Each of the nine stories is a single config entry. That made it possible to keep iterating on individual stories without breaking the others, and to add new ones easily, which mattered because the rail kept growing as I noticed more patterns in the data.
The pattern rail
The bottom of the tool has nine curated stories. Seven of them are patterns: spring is the peak season for strandings, gray whales started entering the Bay more often after a certain year, three humpbacks crossed into the Bay for the first time, marine heatwave years overlap with stranding spikes, an industrial corridor in the East Bay clusters strandings near refineries, among others.
The other two are what I’m calling methodology pills: short notes that tell you how to read the data, rather than pointing out a pattern in it.
One says: most causes aren’t confirmed. Only 41% of these strandings have a confirmed human cause. The rest are either unknown or the body was too decomposed to tell. If you walk away from the map thinking “human activity is causing whale deaths,” that’s the framing the data allows, but the methodology pill makes you sit with the uncertainty.
The other says: Marin County looks deadlier, but that’s because it’s monitored more. TMMC is in Sausalito. Cal Academy is in San Francisco. The reason Marin shows more strandings isn’t necessarily that more whales are dying there. It’s that more people are looking. The map can’t tell you about the strandings nobody recorded.

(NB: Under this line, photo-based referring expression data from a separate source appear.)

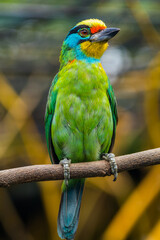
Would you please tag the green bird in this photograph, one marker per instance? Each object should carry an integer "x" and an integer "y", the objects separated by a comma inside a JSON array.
[{"x": 81, "y": 113}]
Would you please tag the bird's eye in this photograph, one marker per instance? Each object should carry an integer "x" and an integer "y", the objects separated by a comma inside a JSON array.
[{"x": 84, "y": 32}]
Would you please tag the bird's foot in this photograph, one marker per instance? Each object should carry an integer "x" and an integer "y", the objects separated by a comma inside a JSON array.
[
  {"x": 110, "y": 157},
  {"x": 66, "y": 165}
]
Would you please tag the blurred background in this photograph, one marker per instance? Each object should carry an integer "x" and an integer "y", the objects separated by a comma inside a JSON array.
[{"x": 31, "y": 35}]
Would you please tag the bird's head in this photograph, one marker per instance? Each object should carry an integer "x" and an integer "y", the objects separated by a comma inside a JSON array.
[{"x": 87, "y": 40}]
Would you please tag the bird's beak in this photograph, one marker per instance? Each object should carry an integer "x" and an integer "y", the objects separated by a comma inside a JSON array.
[{"x": 104, "y": 35}]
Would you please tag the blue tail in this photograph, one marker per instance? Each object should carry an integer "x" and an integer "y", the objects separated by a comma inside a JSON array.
[{"x": 69, "y": 209}]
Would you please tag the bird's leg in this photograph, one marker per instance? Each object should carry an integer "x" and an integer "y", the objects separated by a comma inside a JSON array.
[
  {"x": 110, "y": 157},
  {"x": 66, "y": 165}
]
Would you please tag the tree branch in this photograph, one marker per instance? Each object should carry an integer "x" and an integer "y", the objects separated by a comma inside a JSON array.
[{"x": 100, "y": 168}]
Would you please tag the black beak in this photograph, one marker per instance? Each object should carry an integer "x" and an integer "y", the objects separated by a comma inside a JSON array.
[{"x": 104, "y": 35}]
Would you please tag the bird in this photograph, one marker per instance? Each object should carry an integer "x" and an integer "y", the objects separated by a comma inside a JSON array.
[{"x": 81, "y": 114}]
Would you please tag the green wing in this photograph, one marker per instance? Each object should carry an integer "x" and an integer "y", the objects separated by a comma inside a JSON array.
[
  {"x": 50, "y": 108},
  {"x": 113, "y": 105}
]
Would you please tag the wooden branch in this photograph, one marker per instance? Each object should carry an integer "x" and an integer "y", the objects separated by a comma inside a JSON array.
[{"x": 100, "y": 168}]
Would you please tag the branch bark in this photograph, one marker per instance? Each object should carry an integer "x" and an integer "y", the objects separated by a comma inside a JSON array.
[{"x": 100, "y": 168}]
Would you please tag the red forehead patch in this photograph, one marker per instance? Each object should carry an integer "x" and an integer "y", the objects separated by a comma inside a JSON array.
[{"x": 95, "y": 29}]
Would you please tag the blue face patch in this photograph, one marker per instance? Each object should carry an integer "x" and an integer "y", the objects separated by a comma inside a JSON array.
[{"x": 75, "y": 39}]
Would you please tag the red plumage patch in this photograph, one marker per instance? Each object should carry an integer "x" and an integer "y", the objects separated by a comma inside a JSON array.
[{"x": 95, "y": 29}]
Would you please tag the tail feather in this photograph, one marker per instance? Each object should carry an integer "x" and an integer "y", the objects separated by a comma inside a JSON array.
[{"x": 69, "y": 209}]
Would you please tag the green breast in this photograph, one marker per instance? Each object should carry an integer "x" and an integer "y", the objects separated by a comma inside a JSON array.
[{"x": 82, "y": 125}]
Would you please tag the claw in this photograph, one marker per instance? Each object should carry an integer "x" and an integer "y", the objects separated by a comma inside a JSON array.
[
  {"x": 110, "y": 157},
  {"x": 66, "y": 165}
]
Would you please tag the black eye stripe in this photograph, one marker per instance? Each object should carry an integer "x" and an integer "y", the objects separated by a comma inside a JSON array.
[{"x": 75, "y": 30}]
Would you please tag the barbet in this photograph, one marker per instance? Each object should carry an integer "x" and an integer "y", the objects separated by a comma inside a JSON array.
[{"x": 81, "y": 114}]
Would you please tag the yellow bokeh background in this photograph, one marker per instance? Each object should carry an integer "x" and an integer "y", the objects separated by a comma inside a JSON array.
[{"x": 31, "y": 37}]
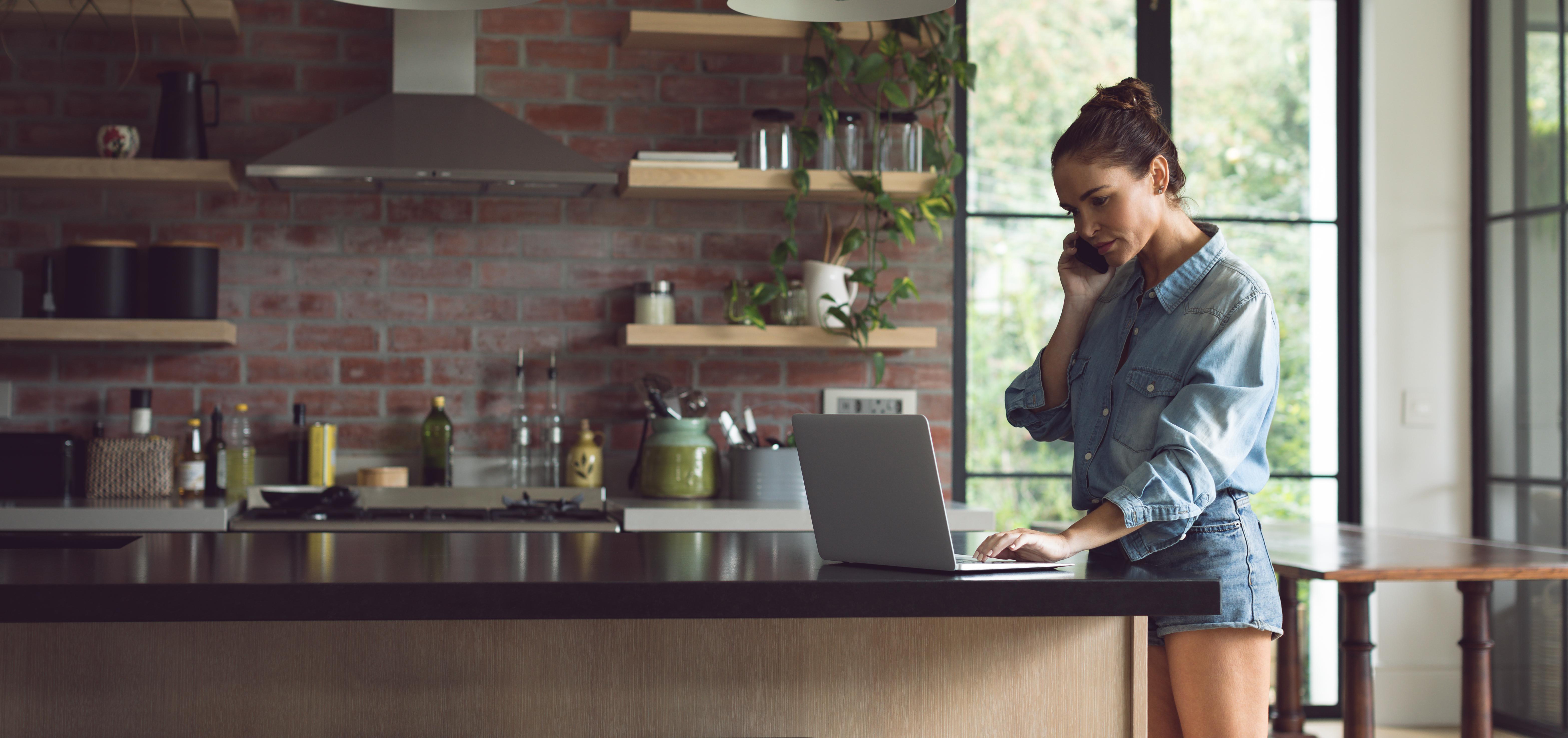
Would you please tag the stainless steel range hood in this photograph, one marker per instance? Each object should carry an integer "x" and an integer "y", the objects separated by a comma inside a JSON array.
[{"x": 432, "y": 134}]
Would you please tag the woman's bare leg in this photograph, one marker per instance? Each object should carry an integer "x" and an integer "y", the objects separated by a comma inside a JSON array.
[
  {"x": 1162, "y": 704},
  {"x": 1219, "y": 679}
]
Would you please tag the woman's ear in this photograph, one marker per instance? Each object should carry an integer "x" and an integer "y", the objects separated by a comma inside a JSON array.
[{"x": 1159, "y": 175}]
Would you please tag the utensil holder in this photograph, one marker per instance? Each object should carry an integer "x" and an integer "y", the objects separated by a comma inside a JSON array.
[{"x": 766, "y": 474}]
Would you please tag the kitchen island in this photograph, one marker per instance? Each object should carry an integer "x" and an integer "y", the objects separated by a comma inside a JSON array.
[{"x": 560, "y": 635}]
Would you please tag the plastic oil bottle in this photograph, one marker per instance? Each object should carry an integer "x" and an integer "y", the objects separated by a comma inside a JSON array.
[{"x": 242, "y": 455}]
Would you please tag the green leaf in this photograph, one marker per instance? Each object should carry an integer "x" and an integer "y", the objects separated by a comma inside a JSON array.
[
  {"x": 871, "y": 70},
  {"x": 894, "y": 95}
]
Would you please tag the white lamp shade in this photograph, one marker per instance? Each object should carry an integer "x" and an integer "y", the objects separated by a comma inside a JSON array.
[
  {"x": 839, "y": 12},
  {"x": 441, "y": 5}
]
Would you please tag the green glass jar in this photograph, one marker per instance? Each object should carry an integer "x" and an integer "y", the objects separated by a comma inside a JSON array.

I added these pills because every data tool steers the reader somewhere. I wanted this one to steer toward the gaps.
The data is real, but it’s also incomplete and uneven, and a tool that doesn’t tell you that is doing you a disservice.
The marine heatwave story
One of the stories took longer than the rest: warm seas, more strandings.
Marine heatwaves, long stretches of unusually warm ocean temperatures, have become more common on the West Coast over the past decade. NOAA’s California Current Marine Heatwave Tracker classifies them by year. When I overlaid the heatwave years against the stranding data, the pattern was visible: 151 of the 216 records in the dataset, about 70%, fall during years NOAA classified as heatwave years.

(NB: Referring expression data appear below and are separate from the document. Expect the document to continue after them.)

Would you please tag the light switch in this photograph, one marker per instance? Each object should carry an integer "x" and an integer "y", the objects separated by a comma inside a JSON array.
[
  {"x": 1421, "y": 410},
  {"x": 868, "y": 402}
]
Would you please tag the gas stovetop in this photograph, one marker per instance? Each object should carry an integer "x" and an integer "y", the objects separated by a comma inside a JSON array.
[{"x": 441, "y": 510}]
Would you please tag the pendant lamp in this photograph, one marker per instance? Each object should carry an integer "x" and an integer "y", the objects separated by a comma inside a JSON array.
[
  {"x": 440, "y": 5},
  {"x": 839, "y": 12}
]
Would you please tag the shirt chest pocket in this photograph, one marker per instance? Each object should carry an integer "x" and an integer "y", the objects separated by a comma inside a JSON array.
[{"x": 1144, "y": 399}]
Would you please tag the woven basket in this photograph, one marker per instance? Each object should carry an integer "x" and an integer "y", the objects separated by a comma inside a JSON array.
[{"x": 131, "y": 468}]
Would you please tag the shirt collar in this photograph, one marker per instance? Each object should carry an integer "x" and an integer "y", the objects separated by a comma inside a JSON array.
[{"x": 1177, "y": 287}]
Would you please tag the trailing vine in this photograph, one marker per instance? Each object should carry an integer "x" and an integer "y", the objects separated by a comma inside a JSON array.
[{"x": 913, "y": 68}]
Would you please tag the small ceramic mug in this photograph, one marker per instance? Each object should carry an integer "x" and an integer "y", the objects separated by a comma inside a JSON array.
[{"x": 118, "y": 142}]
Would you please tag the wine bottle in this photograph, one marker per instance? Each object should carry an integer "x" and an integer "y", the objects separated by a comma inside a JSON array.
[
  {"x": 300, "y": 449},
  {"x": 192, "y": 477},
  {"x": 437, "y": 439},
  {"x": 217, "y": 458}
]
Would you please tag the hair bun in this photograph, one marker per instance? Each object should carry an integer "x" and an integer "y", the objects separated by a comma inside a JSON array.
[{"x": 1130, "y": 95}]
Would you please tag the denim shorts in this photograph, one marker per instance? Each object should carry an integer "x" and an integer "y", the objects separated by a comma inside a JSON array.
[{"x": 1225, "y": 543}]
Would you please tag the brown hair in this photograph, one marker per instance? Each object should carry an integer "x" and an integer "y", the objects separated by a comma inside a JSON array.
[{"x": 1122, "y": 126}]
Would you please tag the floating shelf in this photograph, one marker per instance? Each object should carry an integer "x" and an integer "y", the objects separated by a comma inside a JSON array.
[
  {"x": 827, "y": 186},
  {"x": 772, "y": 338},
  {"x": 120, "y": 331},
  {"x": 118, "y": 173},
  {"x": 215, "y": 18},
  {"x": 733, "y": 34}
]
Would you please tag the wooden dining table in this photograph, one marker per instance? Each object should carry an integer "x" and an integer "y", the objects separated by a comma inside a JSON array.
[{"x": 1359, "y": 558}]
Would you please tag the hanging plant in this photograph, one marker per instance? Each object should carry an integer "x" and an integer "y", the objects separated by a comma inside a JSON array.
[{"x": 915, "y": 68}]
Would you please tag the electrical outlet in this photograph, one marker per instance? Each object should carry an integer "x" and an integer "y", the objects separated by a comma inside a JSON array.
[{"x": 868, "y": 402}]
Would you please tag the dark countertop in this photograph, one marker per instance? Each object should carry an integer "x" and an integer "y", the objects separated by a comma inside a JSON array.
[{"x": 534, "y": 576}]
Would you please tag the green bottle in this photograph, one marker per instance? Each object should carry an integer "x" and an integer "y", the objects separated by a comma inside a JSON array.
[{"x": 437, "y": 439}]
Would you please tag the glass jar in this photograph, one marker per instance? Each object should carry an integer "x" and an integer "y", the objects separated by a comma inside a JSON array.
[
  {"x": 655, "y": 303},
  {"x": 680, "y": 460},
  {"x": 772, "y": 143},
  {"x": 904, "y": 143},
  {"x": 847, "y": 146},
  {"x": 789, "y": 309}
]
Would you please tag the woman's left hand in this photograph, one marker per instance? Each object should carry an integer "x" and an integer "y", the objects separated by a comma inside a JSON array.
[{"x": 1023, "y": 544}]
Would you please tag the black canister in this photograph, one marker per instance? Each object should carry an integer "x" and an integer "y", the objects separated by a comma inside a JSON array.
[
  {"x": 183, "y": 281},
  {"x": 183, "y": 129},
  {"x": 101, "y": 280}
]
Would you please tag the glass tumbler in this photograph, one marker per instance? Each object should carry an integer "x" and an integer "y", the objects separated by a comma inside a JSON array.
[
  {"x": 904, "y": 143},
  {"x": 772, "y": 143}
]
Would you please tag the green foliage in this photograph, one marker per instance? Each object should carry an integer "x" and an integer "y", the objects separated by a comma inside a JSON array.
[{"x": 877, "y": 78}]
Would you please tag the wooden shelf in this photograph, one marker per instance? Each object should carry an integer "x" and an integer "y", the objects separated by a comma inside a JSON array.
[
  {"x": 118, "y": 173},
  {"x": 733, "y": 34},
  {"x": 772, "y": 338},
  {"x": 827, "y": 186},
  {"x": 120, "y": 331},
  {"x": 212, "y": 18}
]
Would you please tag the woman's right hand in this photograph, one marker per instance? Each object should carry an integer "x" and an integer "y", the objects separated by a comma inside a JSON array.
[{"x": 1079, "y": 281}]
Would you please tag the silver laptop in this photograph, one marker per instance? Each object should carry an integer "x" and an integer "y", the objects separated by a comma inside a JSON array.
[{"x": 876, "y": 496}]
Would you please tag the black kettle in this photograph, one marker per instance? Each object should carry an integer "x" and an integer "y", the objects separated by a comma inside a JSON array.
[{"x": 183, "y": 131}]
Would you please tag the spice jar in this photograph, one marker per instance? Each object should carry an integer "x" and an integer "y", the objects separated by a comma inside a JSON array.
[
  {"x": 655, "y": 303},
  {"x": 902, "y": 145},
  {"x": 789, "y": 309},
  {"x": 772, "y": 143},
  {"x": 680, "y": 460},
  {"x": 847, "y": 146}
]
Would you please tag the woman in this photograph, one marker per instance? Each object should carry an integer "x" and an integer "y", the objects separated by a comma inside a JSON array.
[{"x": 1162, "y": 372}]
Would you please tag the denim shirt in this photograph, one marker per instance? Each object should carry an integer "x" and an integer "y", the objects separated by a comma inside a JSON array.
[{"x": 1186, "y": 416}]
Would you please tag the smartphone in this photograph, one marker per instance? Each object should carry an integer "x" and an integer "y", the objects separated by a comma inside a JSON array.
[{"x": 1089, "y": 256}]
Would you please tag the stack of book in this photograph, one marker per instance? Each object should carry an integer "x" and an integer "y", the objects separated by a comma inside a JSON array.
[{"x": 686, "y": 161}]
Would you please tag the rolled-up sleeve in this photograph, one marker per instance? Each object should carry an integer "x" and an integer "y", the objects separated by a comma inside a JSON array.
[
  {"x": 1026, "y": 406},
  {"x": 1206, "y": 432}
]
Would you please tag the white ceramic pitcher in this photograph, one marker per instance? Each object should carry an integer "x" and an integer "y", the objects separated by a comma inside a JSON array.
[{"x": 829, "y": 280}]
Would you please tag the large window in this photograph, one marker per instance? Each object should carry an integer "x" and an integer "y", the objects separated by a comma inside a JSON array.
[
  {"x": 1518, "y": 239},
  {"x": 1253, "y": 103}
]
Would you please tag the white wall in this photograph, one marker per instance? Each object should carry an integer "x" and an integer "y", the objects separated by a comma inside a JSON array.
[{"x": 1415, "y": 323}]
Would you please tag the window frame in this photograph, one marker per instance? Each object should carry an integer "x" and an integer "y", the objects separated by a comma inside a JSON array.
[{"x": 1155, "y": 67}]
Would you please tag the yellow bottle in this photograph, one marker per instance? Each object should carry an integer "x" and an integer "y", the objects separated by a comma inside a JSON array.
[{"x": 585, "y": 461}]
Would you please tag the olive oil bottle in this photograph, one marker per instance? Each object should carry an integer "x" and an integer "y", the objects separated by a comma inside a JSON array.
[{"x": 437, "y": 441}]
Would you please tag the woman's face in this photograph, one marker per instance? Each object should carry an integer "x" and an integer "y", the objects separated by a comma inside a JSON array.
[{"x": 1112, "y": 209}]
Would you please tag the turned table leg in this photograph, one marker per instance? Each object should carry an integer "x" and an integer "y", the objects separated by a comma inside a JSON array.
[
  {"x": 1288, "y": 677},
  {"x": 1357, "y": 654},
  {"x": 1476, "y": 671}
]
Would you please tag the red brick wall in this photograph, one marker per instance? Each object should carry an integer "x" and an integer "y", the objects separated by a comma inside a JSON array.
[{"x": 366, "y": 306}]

That’s the headline number, and it’s the kind of claim that needs to be verified carefully, because it’s the kind of claim that gets shared. I checked everything. The list of heatwave years (initially 9, then 10 after re-reading the classification and adding 2024). The 70% number against the live dataset. The palette went through four versions before landing on burgundy. With a story this stark, the risk is letting the colors say more than the data does.
Working through the heatwave story is what got me thinking about what comes next.
What’s next
Bay Whales is the first in a series of public-interest tools I’m building this year, each one taking a piece of environmental data and making it legible.
The bigger question I’m sitting with is whether this approach has real applications beyond a single project. Could a tool like this be useful inside an organization, like a research lab, a conservation group, or a regulator, and not just for a public audience? Could the same methodology work for other regions, other species, other kinds of environmental data where the records exist but aren’t legible?